Une étude montre que le nombre excessif de patients était la principale cause de détresse morale parmi le personnel de santé pendant la pandémie

Une étude montre que le nombre excessif de patients était la principale cause de détresse morale parmi le personnel de santé pendant la pandémie

Être une femme, une professionnelle infirmière et travailler dans la sphère communautaire augmente le risque de détresse morale (DM), selon une étude de l'Université de Cordoue réalisée auprès de plus de 500 professionnels du Service de Santé Publique d'Andalousie au cours d'une période immédiatement après la pandémie de COVID-19.
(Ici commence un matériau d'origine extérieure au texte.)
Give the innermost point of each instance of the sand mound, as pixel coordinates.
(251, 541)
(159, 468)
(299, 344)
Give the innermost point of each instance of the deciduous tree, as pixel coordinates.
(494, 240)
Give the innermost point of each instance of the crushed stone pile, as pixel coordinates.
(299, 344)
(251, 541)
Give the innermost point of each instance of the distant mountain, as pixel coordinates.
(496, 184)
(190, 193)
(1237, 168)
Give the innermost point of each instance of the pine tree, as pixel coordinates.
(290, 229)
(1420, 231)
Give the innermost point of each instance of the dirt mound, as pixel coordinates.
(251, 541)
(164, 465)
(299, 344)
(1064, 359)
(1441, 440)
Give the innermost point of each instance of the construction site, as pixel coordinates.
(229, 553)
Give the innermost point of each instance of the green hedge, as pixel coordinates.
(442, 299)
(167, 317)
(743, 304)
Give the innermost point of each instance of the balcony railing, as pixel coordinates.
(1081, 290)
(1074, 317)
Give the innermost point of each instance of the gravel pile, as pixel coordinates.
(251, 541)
La détresse morale est le préjudice psychologique qui survient lorsque des personnes sont forcées d'être témoins ou d'accomplir des actes qui entrent en conflit avec leurs valeurs morales. Il s'agit d'un problème qui touche les professionnels de la santé, qui sont souvent exposés à des difficultés, à de longs quarts de travail, au stress et à des niveaux de responsabilité élevés. Pendant la pandémie, alors que la société les considérait comme des héros, ces professionnels ont souffert d’une grande détresse morale.

Des niveaux « inquiétants » de stress moral sont enregistrés dans les récents travaux publiés par Eloy Girela, Cristina Beltrán et Manuel Romero, chercheurs de l'Université de Cordoue, qui ont évalué la prévalence de ce problème parmi les professionnels de différents domaines du Service Public de Santé d'Andalousie. au début de la période post-pandémique.

L'étude est publiée dans la revue Éthique médicale BMC.

„Nos conclusions les plus significatives ont été que les femmes, les infirmières et ceux qui travaillent dans la sphère communautaire (soins primaires et services communautaires d'urgence) sont confrontés à un risque plus élevé de stress moral”, a expliqué Eloy Girela, chercheur dans le domaine de la médecine légale et médico-légale.

L'étude a été réalisée auprès d'un échantillon de 566 professionnels couvrant les soins primaires, les soins palliatifs, les soins intensifs, la médecine interne, la pneumologie et les urgences, des services qui apparemment « ont présenté davantage de conflits moraux pendant la pandémie en raison d'un manque de ressources pour soigner les patients ». , ils ont donc dû prendre des décisions impliquant de grandes responsabilités”, explique Girela.

Pour évaluer le niveau de stress moral subi par ces professionnels, et obtenir les prédicteurs associés à cette problématique, l'équipe a validé et utilisé le MMD-HP-SPA (Measure of Moral Distress for Health care Professionals), développé en 2019 et qui compte 27 des items correspondant à des situations vécues par ces travailleurs.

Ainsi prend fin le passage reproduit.